To install your SSD, make sure it’s aligned with the notches of the expansion connector on the right and insert it fully - you should hear a click to indicate that it’s securely in place. Be extra careful with this step, as inserting it incorrectly could permanently damage both the SSD and your PS5. 

Using the screw originally in the expansion slot, fasten down the M.2 SSD so it’s fully secure. 

Once in place, you can re-attach the metal plate used to conceal the expansion slot, securing it with a screw. 

Closing your PS5

Now you’ve installed the SSD, it’s time to re-attach the faceplate and get everything reconnected and ready for formatting.
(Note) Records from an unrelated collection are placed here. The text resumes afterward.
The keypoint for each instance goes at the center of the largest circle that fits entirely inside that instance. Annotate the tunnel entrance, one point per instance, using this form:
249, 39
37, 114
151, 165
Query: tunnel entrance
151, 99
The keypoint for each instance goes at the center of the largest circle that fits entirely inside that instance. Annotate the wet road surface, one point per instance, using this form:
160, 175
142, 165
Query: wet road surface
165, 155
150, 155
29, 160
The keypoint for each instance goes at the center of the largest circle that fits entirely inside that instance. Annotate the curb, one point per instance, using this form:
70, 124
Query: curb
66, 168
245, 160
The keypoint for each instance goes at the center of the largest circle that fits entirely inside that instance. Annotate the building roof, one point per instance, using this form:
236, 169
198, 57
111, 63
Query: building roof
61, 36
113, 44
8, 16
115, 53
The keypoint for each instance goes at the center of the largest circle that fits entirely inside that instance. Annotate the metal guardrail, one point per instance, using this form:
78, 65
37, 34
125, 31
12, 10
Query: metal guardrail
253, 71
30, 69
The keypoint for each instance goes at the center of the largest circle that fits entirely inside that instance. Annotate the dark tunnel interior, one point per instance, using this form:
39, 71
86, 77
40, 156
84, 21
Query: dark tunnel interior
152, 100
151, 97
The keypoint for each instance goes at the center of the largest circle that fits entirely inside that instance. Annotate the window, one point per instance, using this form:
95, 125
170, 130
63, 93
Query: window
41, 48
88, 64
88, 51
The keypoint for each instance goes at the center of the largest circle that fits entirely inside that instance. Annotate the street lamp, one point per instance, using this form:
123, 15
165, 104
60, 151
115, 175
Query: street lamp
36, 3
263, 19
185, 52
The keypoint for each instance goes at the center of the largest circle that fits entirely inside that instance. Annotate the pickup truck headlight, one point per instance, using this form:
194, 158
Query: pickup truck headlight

To put the cover back onto your PS5, position it slightly away from the top-edge of the console, and slide it down into place. A loud click, similar to that when you removed the faceplate, will let you know that the plate is properly secured. 

Once that’s done, it’s just a matter of putting your PS5 back in its rightful home, reattaching the stand and reconnecting the various cables. 

Formatting the SSD

The final step is to format the SSD, and thankfully, it’s an easy process. All you’ve got to do is power on your PS5 and follow the on-screen steps, selecting ‘Reformat M.2 SSD’ to initiate the formatting process.

Once the formatting process is complete - and it shouldn’t take more than a few seconds - your console will benchmark the SSD to verify it’s fast enough for use on the console, and it’ll then be ready for storing your favourite PS5 titles.